PARTNERSHIPS
Leasys and the EIB are jointly funding 24,000 electric vehicles across ten European countries in a landmark €600M clean fleet deal
5 May 2026

Road transport produces roughly a quarter of Europe's greenhouse gas emissions, yet it remains one of the harder sectors to decarbonise at scale. Habits, infrastructure and financing all conspire against speed. So when the European Investment Bank and Leasys, a leasing arm of the Stellantis and Crédit Agricole joint venture, announced a €600m partnership to place 24,000 electric vehicles across ten European markets, the deal drew attention less for its climate credentials than for its commercial logic.
The structure is simple: €300m from each party, split equally, channelled into the Pan-European Clean Fleet Transport project. The countries involved include Italy, France, Germany, Spain and Portugal. The rationale is simpler still. Fleet operators buy in bulk and cycle vehicles frequently. That makes them the most cost-effective target for electrification; each converted vehicle displaces more combustion-engine mileage than a private car ever could. Electric vehicles, across most EU member states, already cut lifecycle carbon dioxide output by 50 to 70% against petrol or diesel equivalents.
What gives the deal its urgency is what is moving through Brussels.

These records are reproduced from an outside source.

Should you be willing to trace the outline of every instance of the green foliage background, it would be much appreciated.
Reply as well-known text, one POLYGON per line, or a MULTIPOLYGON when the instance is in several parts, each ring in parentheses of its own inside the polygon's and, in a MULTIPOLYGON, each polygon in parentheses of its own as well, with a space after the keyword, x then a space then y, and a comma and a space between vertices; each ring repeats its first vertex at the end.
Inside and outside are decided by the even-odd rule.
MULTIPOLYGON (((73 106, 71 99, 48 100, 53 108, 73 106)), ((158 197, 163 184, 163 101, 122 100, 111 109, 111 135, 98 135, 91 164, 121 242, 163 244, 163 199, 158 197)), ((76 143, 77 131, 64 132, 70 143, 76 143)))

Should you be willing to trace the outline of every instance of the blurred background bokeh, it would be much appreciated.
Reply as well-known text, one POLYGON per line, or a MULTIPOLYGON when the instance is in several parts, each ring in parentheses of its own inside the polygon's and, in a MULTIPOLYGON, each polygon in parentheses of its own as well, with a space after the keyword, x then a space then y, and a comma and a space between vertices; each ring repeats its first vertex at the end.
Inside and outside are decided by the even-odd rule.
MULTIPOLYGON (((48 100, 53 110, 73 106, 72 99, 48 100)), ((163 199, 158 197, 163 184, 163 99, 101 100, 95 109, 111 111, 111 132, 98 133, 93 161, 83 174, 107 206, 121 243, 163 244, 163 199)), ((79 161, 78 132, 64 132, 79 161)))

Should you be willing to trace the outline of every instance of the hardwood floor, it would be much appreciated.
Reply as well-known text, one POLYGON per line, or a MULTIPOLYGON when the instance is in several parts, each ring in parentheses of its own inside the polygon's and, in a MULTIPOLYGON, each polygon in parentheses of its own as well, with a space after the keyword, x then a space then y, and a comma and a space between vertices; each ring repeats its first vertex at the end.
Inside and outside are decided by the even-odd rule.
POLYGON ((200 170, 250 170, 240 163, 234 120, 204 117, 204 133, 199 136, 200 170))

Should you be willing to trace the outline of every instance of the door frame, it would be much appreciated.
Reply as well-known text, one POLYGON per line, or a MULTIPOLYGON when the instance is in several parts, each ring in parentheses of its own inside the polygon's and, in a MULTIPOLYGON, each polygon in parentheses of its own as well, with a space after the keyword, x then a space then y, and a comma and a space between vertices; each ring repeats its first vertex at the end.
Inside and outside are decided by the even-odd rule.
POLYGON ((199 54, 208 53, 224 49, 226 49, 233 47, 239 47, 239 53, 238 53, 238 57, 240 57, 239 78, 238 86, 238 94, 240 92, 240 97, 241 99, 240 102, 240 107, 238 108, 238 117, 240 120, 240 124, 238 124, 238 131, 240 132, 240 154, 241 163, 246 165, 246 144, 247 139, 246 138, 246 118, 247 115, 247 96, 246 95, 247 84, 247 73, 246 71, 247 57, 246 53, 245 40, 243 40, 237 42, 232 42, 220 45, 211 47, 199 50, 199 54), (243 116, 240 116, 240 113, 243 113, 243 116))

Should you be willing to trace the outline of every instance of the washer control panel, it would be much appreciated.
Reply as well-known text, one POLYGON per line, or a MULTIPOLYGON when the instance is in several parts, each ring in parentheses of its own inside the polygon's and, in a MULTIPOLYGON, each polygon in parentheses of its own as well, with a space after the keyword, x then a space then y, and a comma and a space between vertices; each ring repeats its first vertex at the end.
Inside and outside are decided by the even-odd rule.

The proposed Clean Corporate Vehicles Regulation would impose zero-emission quotas on large European corporate fleets from 2030. Research published in May 2026 by Transport and Environment found the measure could secure more than half the electric-vehicle sales carmakers need to meet their own CO2 targets for that year. Leasys and the EIB are, in effect, building the supply and financing rails before the regulatory train arrives. Andrea Bandinelli, chief executive of Leasys, described the agreement as enabling the company "to accelerate deployment of a modern electric fleet across European markets."
For the EIB, the fit is natural. In 2024, nearly 60% of its annual lending supported climate or environmental goals. Ambroise Fayolle, the bank's vice-president, pointed to the pace at which leasing companies refresh their fleets as central to the investment's rationale: few other market segments turn over stock so reliably or so fast.
The partnership is presented as a long-term strategic relationship rather than a one-off transaction. Whether it proves to be either will depend, in no small part, on whether Brussels holds its nerve on the regulatory deadline approaching in 2030. For now, €600m says both parties think it will.